Friday, January 15, 2021

Museum Minute: Comedy comes to opera house


Museum Minute presents ~ This Week in History

(According to Eddie Herrman Archives)

Happenings in the 3rd Week of January 14, 2021

1881 – Dr. Elliott Pyle plans a new building at Ohio & Delaware Streets, 25 x 100, to be called “Pyle’s Place.”  (Pennell Inn location)
1882 – Butler Street Car Railroad Company tell the City Council that it is ready to begin laying track from the Southwest corner of the square to the depot.
1884 – The Chicago Comedy Company plays to enthusiastic crowds at the Walton Opera House.
1877 – Mr. Shaw and Mr. Lansdown are arrested by Butler Marshal Herrell for selling unlicensed whiskey.
1882 – A meeting is held in Butler to try and persuade Dr. Lee of Kansas to build his insane asylum here.
1908 – The Schell City Opera Troupe performs to an overflow crowd at the Papinville Hall.
1874 – Dr.

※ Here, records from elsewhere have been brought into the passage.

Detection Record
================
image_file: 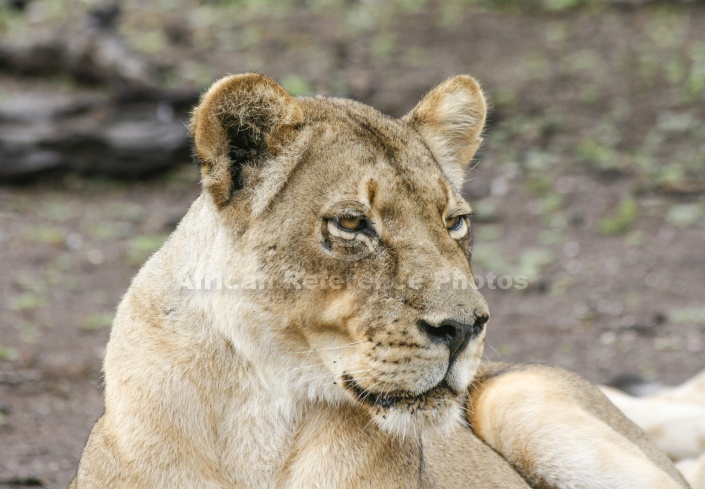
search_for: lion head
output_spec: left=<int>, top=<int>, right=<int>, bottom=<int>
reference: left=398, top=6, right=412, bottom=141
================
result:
left=191, top=74, right=489, bottom=433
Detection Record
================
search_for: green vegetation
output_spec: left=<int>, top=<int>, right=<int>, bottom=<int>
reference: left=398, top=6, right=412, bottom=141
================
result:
left=598, top=197, right=637, bottom=234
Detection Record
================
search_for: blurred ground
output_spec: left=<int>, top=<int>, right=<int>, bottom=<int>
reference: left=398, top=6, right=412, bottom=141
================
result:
left=0, top=0, right=705, bottom=487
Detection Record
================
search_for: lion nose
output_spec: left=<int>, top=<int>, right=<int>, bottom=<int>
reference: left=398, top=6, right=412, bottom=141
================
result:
left=419, top=316, right=489, bottom=365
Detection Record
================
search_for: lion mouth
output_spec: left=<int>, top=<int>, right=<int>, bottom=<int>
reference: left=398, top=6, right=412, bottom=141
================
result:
left=342, top=374, right=457, bottom=410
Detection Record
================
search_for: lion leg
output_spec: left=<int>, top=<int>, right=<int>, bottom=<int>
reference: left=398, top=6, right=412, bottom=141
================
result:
left=468, top=364, right=688, bottom=489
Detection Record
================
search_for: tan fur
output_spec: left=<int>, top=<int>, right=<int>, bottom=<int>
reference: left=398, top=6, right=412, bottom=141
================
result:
left=73, top=74, right=686, bottom=489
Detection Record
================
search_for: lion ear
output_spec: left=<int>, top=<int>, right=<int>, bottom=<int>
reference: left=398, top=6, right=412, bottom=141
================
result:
left=403, top=75, right=487, bottom=189
left=190, top=73, right=303, bottom=208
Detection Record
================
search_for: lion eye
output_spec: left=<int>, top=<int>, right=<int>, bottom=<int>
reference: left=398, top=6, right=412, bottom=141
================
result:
left=446, top=216, right=468, bottom=239
left=336, top=217, right=365, bottom=231
left=446, top=216, right=463, bottom=231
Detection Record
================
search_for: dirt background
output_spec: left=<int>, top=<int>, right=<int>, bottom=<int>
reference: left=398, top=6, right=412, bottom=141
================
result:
left=0, top=0, right=705, bottom=487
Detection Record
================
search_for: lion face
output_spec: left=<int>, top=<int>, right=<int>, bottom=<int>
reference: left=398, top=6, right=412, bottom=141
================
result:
left=192, top=75, right=489, bottom=434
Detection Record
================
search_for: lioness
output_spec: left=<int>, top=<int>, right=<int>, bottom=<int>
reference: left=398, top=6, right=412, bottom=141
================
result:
left=71, top=74, right=687, bottom=489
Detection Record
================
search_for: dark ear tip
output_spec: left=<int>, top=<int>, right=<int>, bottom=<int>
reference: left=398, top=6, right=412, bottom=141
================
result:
left=190, top=73, right=303, bottom=206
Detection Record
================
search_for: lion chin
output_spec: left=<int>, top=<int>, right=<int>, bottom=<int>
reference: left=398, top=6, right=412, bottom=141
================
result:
left=342, top=374, right=465, bottom=439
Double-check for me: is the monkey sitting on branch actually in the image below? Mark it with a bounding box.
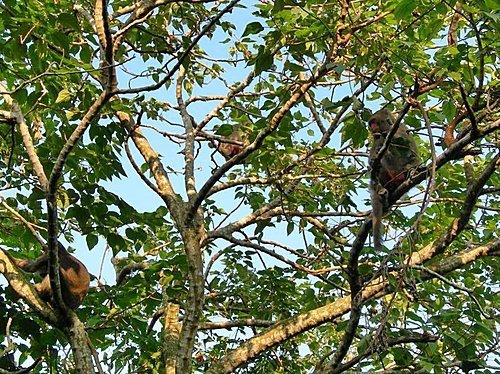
[368,109,420,250]
[6,242,90,310]
[210,125,247,161]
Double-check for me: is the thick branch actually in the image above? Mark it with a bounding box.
[0,248,58,326]
[207,240,500,374]
[0,83,49,187]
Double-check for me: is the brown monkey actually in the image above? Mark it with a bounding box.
[11,242,90,309]
[217,125,244,160]
[368,109,420,250]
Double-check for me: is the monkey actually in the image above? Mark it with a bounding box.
[217,125,244,160]
[9,242,90,310]
[368,109,420,250]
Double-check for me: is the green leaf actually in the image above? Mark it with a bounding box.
[394,0,417,19]
[85,234,99,249]
[241,22,264,37]
[56,88,71,104]
[255,47,273,75]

J. Everingham opens his office in butler on the West side of the square.
1895 – The Bates Co Democrat newspaper is pushing General JO Shelby as a candidate for Missouri Governor.
1906 – Major Ed S. Clark, of Butler, assures the city that there will be Company H of the Signal Corps, of the State Militia, in butler.
1906 – After several weeks’ intermission, because of scarlet fever, Mound Valley school, in Mound Township, reopens.
1910 – The Honorable H. C. Showalter gives his popular lecture “The American Girl, What Shall We Do With Her?” at the Hume Opera House.
1918 – The Hume Branch of the National Surgical Dressing Committee makes it 6th shipment of 1,367 pieces.
1882 – Charles Hallett, of Rich Hill, returns from Des Moines, Iowa, where he purchased 750 tons of ice, to keep Rich Hill cool this coming summer.
1924 – At the regular meeting of the Rich Hill Ladies Cemetery Association, it’s reported the cemetery has become a ‘spooners’ paradise and a crap shooters resort.  They vote to close the cemetery from 5pm to 7am.  Violators will be subject to a $50 fine.
1886 – 150 Bates Countians take advantage of the special, nearly-give-away rates on the new St. Louis-Emporia railroad from Butler to Kincaid, Kansas, and return even though everyone is digging out of the blizzard of a few days ago and the temperature is minus 20 degrees.